The best combination of hyperparameters observed after this experience is:
$${L2 penalty = 0.0001;\hspace{0.1cm}Learning Rate = 0.01;\hspace{0.1cm}Batch = 32}$$ 

As for the trade-offs of each hyperparameter:
* **L2 penalty (alpha):**
  
    This parameter corresponds to the level of penalization to large coefficients we desire by applying Ridge’s regularization in our model. Higher values of alpha correspond to more regularization.
    Therefore, we can associate overly lower values of this parameter with overfitting and low MAE scores in the test compared to the training, as low regularization is being applied, and excessively high levels with underfitting.

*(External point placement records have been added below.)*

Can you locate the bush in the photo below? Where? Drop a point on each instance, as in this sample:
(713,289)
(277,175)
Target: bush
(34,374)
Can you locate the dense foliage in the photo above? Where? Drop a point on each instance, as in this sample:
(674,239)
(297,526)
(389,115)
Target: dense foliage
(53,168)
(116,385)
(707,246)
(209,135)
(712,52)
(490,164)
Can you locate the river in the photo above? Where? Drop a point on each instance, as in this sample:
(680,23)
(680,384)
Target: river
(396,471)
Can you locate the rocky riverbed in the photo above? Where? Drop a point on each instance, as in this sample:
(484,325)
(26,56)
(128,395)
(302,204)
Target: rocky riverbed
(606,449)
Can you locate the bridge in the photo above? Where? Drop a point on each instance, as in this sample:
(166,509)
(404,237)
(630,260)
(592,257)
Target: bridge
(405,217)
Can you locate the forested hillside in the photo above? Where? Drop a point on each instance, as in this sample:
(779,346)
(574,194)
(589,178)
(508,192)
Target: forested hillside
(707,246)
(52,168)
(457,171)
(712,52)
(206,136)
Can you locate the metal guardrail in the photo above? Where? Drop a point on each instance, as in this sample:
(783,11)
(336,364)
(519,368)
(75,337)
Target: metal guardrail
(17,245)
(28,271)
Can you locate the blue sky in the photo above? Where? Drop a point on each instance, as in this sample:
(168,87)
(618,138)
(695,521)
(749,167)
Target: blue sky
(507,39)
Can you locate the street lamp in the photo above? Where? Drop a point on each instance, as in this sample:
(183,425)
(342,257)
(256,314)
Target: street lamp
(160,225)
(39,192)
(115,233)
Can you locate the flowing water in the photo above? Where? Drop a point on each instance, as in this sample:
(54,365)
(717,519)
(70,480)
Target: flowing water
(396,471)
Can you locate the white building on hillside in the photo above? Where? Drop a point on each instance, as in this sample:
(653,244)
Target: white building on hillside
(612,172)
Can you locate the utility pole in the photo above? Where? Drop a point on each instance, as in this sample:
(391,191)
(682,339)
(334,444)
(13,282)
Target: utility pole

The balance was found at alpha = 0.0001 in this model. 

* **Learning Rate:**

    This parameter represents how big are the updates the model does to its weights and biases on each iteration.
    Values too low might cause the model to take too much time to converge to the optimal solution while values too high might cause overshooting and divergence in the values.
    This was the hyperparameter that had the most impact on the MAE scores with Learning Rate = 0.01 being the optimal value for this model.

* **Batch:**

    This parameter is the number of instances the model has in account before making the next update to the weights and biases.
    Generally lower values will be always better for the model’s performance, since it means it is updating values more frequently. However they cause the training to take more time for the same reason, so the trade-off here is in balancing training time and effectiveness of the MLP.
    As expected, the model had better MAE scores for the lower value of batch = 32.